The present invention relates to a kind of video object detection methods based on attention mechanism, are related to computer vision.The present invention includes the following steps: step S1, extracts the candidate feature figure of current time frame;Step S2, fusion window is set in time in the past section, Laplce's variance of each frame in calculation window, using normalized square mean as the weight of frame each in window, the candidate feature figure of frames all in window is weighted summation and obtains temporal aspect, the candidate feature of current time frame is connected with temporal aspect, obtains characteristic pattern to be detected;Step S3 extracts the characteristic pattern of additional scale using convolutional layer on characteristic pattern to be detected;Step S4 carries out target category and position prediction using convolutional layer on the characteristic pattern of different scale.Feature fusion of the invention is assigned with different weights to the frame feature of different quality in time in the past section, so that the fusion of timing information is more abundant, improves the performance of detection model.

Description

A kind of video object detection method based on attention mechanism
Technical field
The present invention relates to computer visions, are related to deep learning, are related to video object detection technique.
Background technique
Image object detection method based on deep learning achieves huge progress, such as RCNN in past quinquenniad Series of network, SSD network and YOLO series of network.But in fields such as video monitoring, vehicle assistant drives, the mesh based on video Mark detection has more extensive demand.It since there are motion blurs in video, blocks, metamorphosis diversity, illumination variation The problems such as diversity, can not obtain good testing result merely with the target in image object detection technique detection video. There is continuity in video between consecutive frame and frame in time, spatially there is similitude, the position of target is between frame and frame It is associated, how to become the key for promoting video object detection performance using Goal time order information in video.

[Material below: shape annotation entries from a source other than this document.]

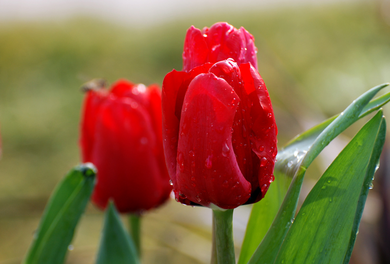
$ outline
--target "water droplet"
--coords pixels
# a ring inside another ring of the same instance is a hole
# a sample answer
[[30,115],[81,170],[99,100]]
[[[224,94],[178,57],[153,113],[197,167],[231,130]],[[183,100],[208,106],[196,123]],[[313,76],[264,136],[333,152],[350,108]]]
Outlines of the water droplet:
[[[378,170],[378,169],[379,169],[379,165],[377,164],[376,167],[375,167],[375,171],[374,173],[376,172],[376,171]],[[373,180],[373,179],[372,179]]]
[[177,164],[179,165],[179,170],[180,172],[184,172],[184,158],[183,153],[179,152],[177,155]]
[[230,149],[228,146],[227,143],[225,142],[222,146],[222,156],[227,157],[229,151],[230,151]]
[[260,167],[264,167],[267,165],[267,163],[268,162],[268,160],[267,160],[267,158],[263,157],[261,158],[261,159],[260,160]]
[[209,156],[208,157],[207,157],[207,158],[206,159],[206,161],[205,162],[205,166],[206,166],[206,168],[207,168],[207,169],[211,169],[211,167],[213,166],[211,156]]
[[242,136],[247,137],[248,136],[248,132],[247,132],[247,129],[245,128],[245,126],[242,124]]
[[148,140],[148,139],[144,136],[143,136],[141,138],[140,142],[141,144],[142,145],[146,145],[148,144],[148,141],[149,140]]

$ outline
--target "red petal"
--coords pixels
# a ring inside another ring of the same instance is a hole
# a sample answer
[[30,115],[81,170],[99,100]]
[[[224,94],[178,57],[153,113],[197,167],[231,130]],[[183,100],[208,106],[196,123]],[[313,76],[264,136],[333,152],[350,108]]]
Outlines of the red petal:
[[168,171],[174,182],[176,180],[176,156],[179,134],[179,119],[175,114],[175,106],[179,88],[187,74],[174,70],[165,76],[162,83],[162,143]]
[[209,62],[215,63],[232,58],[239,65],[251,62],[257,68],[254,38],[243,27],[237,29],[226,22],[219,22],[210,29],[205,28],[202,33],[207,36],[205,39],[209,50]]
[[260,159],[258,170],[259,187],[264,197],[270,184],[273,180],[273,167],[277,150],[277,128],[270,96],[261,76],[250,63],[240,66],[245,90],[250,92],[249,98],[253,103],[251,117],[253,123],[251,142],[252,150]]
[[232,87],[213,74],[200,74],[190,83],[181,113],[174,182],[180,201],[187,198],[227,209],[250,196],[251,184],[232,151],[231,131],[239,101]]
[[207,45],[200,30],[194,26],[188,29],[184,39],[183,71],[189,72],[194,68],[207,62]]
[[210,72],[228,82],[240,98],[233,121],[232,145],[240,170],[245,179],[252,184],[252,190],[254,190],[258,187],[258,181],[257,175],[254,175],[254,168],[256,169],[254,171],[257,172],[259,161],[257,156],[253,154],[251,147],[251,102],[244,88],[239,68],[237,63],[229,59],[214,64],[210,68]]
[[88,92],[84,101],[79,144],[83,162],[91,161],[94,149],[96,118],[101,103],[107,98],[108,93],[104,89]]
[[156,138],[149,115],[134,102],[113,97],[102,105],[92,155],[98,168],[93,200],[104,208],[112,197],[122,212],[156,206],[170,189],[153,151]]

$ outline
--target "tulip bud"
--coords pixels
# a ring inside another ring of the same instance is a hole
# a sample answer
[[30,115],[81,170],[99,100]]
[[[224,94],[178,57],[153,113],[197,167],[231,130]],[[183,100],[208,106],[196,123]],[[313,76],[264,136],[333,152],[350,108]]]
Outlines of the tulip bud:
[[169,73],[162,87],[167,166],[176,199],[223,209],[255,203],[274,180],[272,105],[250,63],[206,63]]
[[110,91],[88,89],[79,144],[83,162],[98,169],[92,199],[99,207],[111,199],[120,212],[135,213],[169,197],[161,119],[156,86],[120,80]]
[[226,22],[214,24],[202,30],[188,29],[184,40],[183,71],[206,63],[233,58],[239,66],[250,62],[257,70],[257,49],[254,38],[245,28],[237,29]]

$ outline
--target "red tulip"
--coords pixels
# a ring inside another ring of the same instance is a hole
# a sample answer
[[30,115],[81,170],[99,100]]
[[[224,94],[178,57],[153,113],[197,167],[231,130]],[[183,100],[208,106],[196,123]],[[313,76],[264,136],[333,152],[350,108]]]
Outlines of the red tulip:
[[104,208],[112,199],[121,212],[156,207],[172,186],[165,164],[161,94],[120,80],[85,99],[80,145],[83,162],[98,168],[92,201]]
[[242,27],[237,29],[225,22],[202,30],[192,26],[184,40],[183,71],[188,72],[206,62],[215,63],[229,58],[238,66],[251,62],[257,70],[257,51],[253,36]]
[[176,200],[224,209],[257,202],[273,181],[277,129],[251,63],[229,59],[169,73],[164,150]]

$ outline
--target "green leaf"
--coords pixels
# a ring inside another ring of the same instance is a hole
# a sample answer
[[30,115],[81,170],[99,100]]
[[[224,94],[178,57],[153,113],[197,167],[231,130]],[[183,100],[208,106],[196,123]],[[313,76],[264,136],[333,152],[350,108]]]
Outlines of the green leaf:
[[[249,247],[253,248],[252,245],[259,245],[260,241],[261,243],[253,255],[253,251],[244,249],[241,253],[242,256],[240,255],[239,264],[246,263],[250,258],[251,260],[248,262],[250,264],[273,263],[291,226],[291,219],[295,215],[307,168],[336,136],[359,118],[378,109],[390,100],[390,93],[371,100],[380,90],[389,85],[389,83],[385,83],[370,90],[354,100],[340,114],[325,120],[298,135],[279,151],[277,162],[275,166],[275,175],[282,175],[282,181],[284,181],[287,180],[286,176],[293,176],[294,178],[272,225],[270,224],[269,218],[265,217],[266,214],[263,212],[266,212],[266,209],[263,209],[261,212],[259,208],[261,208],[262,206],[254,206],[249,223],[255,223],[256,226],[262,225],[267,227],[270,227],[262,240],[261,236],[247,236],[247,234],[255,233],[259,229],[258,227],[252,229],[250,227],[254,225],[249,225],[242,248],[246,248],[250,245]],[[277,203],[277,200],[272,201],[273,203]],[[273,205],[271,208],[274,208],[279,205]],[[274,215],[273,209],[271,209],[270,213]]]
[[105,214],[97,264],[137,264],[136,250],[127,234],[114,204],[110,202]]
[[72,169],[57,185],[22,263],[64,262],[75,228],[93,190],[96,170],[91,163]]
[[246,264],[272,224],[286,195],[291,178],[280,171],[274,172],[275,180],[260,203],[253,205],[247,226],[238,264]]
[[348,263],[386,131],[380,111],[336,158],[303,203],[275,263]]

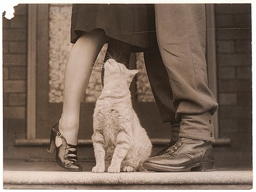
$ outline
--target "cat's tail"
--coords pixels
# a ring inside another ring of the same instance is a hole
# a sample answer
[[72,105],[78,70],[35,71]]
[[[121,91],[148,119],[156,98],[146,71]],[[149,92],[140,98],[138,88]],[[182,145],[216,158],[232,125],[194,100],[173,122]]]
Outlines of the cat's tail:
[[139,164],[139,166],[138,166],[138,168],[137,168],[137,170],[138,172],[147,172],[147,170],[143,167],[143,162],[141,162]]

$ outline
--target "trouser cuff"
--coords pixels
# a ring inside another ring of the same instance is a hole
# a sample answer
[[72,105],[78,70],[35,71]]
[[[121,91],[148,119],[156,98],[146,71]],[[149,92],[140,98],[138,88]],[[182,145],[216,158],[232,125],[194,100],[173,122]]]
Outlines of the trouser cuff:
[[183,114],[179,137],[214,142],[212,117],[209,112],[201,114]]

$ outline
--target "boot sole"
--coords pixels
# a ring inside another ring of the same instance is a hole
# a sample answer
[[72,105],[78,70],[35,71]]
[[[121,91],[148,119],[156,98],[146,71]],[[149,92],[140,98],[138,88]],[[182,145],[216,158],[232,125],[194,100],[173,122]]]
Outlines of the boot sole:
[[200,162],[184,166],[170,166],[144,162],[143,167],[148,170],[157,172],[210,172],[215,169],[214,162]]

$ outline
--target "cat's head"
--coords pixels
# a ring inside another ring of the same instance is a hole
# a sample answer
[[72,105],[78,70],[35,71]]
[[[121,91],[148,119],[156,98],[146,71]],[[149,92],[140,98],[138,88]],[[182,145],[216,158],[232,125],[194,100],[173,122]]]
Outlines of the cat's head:
[[139,72],[137,69],[130,70],[123,64],[117,62],[114,59],[109,59],[104,64],[104,78],[110,77],[116,81],[126,80],[128,84],[133,81],[135,75]]

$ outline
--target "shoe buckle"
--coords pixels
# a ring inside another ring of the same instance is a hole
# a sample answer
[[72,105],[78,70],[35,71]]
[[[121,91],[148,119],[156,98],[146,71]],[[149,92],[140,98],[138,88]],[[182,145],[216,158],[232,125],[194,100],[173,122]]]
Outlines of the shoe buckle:
[[57,136],[59,137],[60,137],[61,136],[61,135],[62,135],[62,133],[60,132],[58,132],[57,133]]

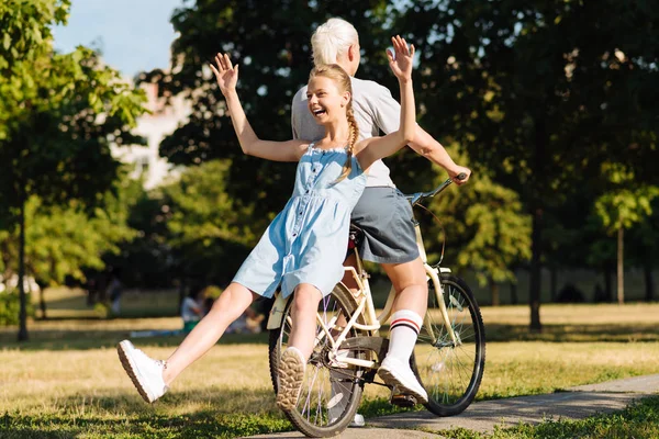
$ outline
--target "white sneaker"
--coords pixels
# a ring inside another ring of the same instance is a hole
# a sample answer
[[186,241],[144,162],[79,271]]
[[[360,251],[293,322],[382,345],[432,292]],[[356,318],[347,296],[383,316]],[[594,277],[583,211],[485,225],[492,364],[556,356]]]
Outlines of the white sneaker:
[[306,362],[298,348],[289,347],[279,360],[279,387],[277,406],[283,412],[292,412],[298,405]]
[[416,380],[410,364],[402,362],[398,358],[387,357],[382,361],[380,369],[378,369],[378,375],[386,384],[398,387],[399,392],[414,395],[421,404],[428,402],[428,394],[418,380]]
[[350,423],[350,427],[364,427],[365,425],[366,421],[364,420],[364,416],[356,413],[355,418],[353,418],[353,421]]
[[129,340],[116,346],[116,352],[135,389],[147,403],[154,403],[169,390],[163,381],[165,362],[154,360]]

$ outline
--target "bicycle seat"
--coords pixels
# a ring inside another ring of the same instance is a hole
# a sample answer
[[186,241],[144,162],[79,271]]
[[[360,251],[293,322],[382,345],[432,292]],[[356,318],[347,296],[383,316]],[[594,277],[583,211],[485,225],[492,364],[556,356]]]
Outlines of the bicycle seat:
[[349,233],[349,243],[348,248],[355,248],[359,246],[361,240],[364,239],[364,230],[357,227],[355,224],[350,223],[350,233]]

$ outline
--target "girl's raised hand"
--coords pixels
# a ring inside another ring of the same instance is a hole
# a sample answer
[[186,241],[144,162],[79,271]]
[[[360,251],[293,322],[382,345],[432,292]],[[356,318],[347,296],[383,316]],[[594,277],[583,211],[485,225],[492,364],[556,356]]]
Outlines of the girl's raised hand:
[[414,60],[414,45],[407,46],[405,38],[401,38],[400,35],[392,36],[391,42],[393,43],[392,53],[387,49],[387,57],[389,58],[389,67],[398,79],[412,79],[412,63]]
[[217,54],[215,55],[215,66],[211,64],[211,70],[215,74],[215,79],[217,79],[217,86],[220,86],[220,90],[222,90],[222,94],[225,94],[227,91],[235,90],[236,83],[238,82],[238,65],[234,67],[231,64],[231,59],[228,59],[228,54]]

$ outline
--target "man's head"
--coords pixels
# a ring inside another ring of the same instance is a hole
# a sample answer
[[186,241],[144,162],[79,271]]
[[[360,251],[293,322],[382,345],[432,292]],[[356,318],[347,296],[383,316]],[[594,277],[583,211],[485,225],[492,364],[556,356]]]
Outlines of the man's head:
[[359,35],[350,23],[342,19],[330,19],[311,36],[313,64],[338,64],[350,76],[355,76],[361,59]]

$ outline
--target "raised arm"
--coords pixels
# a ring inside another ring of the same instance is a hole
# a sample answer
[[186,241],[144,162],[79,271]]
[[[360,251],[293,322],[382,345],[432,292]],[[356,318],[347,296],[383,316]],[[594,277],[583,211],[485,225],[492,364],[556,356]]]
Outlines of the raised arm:
[[241,143],[243,153],[275,161],[298,161],[309,147],[306,140],[271,142],[258,138],[247,121],[243,105],[236,92],[238,82],[238,66],[233,66],[227,54],[215,56],[216,67],[211,64],[211,70],[220,90],[226,100],[231,122]]
[[412,89],[412,63],[414,45],[407,46],[399,35],[391,38],[394,53],[387,50],[389,67],[399,80],[401,88],[401,123],[399,130],[383,136],[367,138],[357,146],[355,155],[362,169],[370,167],[376,160],[387,157],[407,145],[416,131],[416,109]]

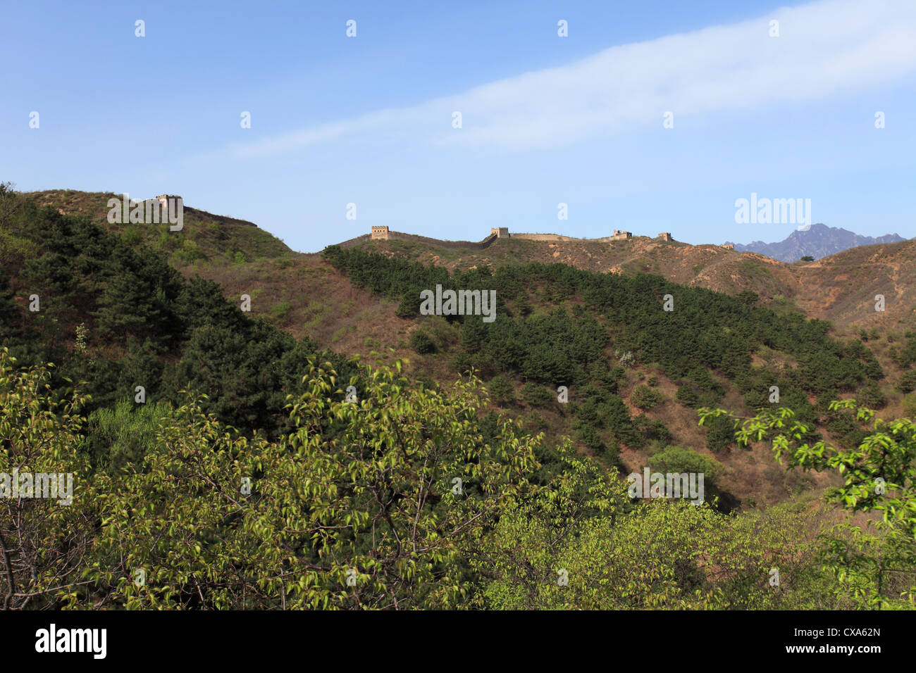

Current video object detection framework mainly has three classes: a kind of that video frame is considered as independent image using image mesh Mark detection algorithm is detected, and such methods have ignored temporal information and independently detect to each frame, and the effect is unsatisfactory;Separately A kind of method combines target detection with target following technology, such methods post-processed in the result of detection so as to Track target, the precision of tracking easily cause error propagation dependent on detection;There is a method in which only being examined on a small number of key frames It surveys, the feature of remaining frame is then generated using Optic flow information and key frame feature, although timing information is utilized in such methods But the calculating cost of light stream is very big, it is difficult to be used for quickly detecting.
Summary of the invention
The object of the present invention is to provide a kind of sufficiently fusion temporal aspects, fast and accurately video object detection method.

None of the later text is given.